Hissettiğim ilk şey şoktu. Bedenim buz gibi soğurken, gözlerim irileşmiş, olanı biteni anlamaya çalışıyordum. Sık sık nefes almaya başlamamla birlikte, acı tüm varlığıyla bedenime nüfuz etti ve arkamdaki Vhalax'ın beni bırakmasıyla sertçe yere düştüm.

Her şey anında bulanıklaşmaya başladı. Bacağımdan sızan sıcak kan, her nabız atışımla birlikte âdeta fışkırıyordu. Sağlam elim sert zeminde tutunacak bir şeyler aradı ama hiçbir şey yoktu.

Kulakları sağır eden bir haykırış duydum. Oysa algılarımın kapandığını, tek duyabildiğim sesin kulaklarımda çınlayan kendi kalp atışımın olduğunu sanıyordum.

Üzerime eğilen ve gördüğüne inanamayan, sersemlemiş bakışları gördüğümde dudaklarımı aralayıp bir-iki kelime söylemek istedim, fakat dilim şişip tüm ağzımı kaplamış gibi bir türlü konuşamadım.

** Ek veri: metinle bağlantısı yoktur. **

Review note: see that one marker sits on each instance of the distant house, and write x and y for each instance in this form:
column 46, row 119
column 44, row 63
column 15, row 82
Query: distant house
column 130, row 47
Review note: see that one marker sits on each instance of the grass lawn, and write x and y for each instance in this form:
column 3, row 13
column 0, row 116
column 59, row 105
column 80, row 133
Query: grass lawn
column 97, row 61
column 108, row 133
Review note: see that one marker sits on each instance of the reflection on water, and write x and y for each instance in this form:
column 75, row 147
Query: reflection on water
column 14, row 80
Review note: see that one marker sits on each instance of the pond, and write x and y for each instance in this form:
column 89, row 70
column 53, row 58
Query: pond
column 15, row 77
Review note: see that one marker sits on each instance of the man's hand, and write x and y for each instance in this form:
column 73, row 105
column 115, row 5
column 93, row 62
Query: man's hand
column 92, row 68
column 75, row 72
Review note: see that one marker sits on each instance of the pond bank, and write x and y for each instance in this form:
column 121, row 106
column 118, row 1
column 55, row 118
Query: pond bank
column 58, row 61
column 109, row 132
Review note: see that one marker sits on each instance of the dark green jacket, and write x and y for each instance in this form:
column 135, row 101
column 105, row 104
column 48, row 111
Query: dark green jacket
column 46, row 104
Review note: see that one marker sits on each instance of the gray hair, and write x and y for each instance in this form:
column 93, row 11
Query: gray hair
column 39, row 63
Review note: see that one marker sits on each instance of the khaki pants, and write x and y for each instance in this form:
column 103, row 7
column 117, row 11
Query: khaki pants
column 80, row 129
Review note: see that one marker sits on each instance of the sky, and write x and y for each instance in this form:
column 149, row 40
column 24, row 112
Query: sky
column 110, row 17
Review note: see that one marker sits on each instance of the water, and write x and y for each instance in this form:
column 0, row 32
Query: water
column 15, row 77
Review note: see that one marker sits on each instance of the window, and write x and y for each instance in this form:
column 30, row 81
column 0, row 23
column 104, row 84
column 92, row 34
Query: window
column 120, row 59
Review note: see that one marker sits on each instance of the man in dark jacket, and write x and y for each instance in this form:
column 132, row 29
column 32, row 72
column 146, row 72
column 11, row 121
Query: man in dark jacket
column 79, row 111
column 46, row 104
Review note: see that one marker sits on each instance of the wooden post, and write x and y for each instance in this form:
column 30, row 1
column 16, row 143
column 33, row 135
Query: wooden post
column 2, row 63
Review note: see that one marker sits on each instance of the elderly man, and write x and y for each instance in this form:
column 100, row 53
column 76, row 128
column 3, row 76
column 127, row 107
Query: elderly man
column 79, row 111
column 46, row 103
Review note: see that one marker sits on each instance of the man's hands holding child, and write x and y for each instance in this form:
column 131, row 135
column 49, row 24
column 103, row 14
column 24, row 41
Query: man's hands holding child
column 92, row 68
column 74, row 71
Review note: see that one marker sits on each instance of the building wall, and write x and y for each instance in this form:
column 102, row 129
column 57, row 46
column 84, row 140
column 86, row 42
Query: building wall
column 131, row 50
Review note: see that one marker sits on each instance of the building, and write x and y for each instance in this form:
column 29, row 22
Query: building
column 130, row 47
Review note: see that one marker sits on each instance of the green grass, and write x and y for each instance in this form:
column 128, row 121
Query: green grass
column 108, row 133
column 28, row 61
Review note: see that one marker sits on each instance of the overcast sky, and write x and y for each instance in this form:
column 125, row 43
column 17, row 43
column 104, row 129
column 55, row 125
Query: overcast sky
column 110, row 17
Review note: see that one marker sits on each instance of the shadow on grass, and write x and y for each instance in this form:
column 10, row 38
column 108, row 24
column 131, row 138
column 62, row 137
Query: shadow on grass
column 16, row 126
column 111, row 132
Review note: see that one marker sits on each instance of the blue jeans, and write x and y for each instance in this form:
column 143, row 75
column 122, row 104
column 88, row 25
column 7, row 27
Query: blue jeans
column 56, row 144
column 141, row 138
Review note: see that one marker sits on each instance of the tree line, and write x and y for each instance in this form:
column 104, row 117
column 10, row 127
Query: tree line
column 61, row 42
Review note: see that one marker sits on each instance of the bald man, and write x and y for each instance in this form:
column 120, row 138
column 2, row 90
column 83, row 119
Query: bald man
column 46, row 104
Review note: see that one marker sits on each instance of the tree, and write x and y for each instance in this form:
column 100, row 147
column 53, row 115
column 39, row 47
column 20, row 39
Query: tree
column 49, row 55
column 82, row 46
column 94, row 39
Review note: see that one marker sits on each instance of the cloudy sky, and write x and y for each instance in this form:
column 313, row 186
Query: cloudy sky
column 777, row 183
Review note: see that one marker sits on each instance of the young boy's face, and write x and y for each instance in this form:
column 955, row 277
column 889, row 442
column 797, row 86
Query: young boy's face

"Tamam, tamam," diyordu aralıksız, "Buradayım, bir şey olmayacak."

Elimi kaldırıp kollarına tutunmak istediğimde, akan kanımla birlikte gücüm de tükenmeye başlamıştı. Yarı yolda yan tarafıma düştü. Bunu gören Jasen'in surat ifadesini tanımlamak imkânsızdı. Büyük bir kasırganın vurup geçtiği, yıkıntılarla dolu bir şehri anımsatıyordu en yalın ifadeyle.

"Dayan, lütfen. Kanamanı durdurmaya çalışacağım."

Her ne kadar vücudum kaskatı kesilmiş olsa da, görüşümün gittikçe bulanıklaşmaya başlamasına rağmen, gözlerim sürekli onu izliyordu. Etrafa hızlıca attığı bakışların ardından boynundaki kravatı çıkardı, bacağımdaki kesiğin biraz üstüne sıkıca bastırdıktan sonra doladı.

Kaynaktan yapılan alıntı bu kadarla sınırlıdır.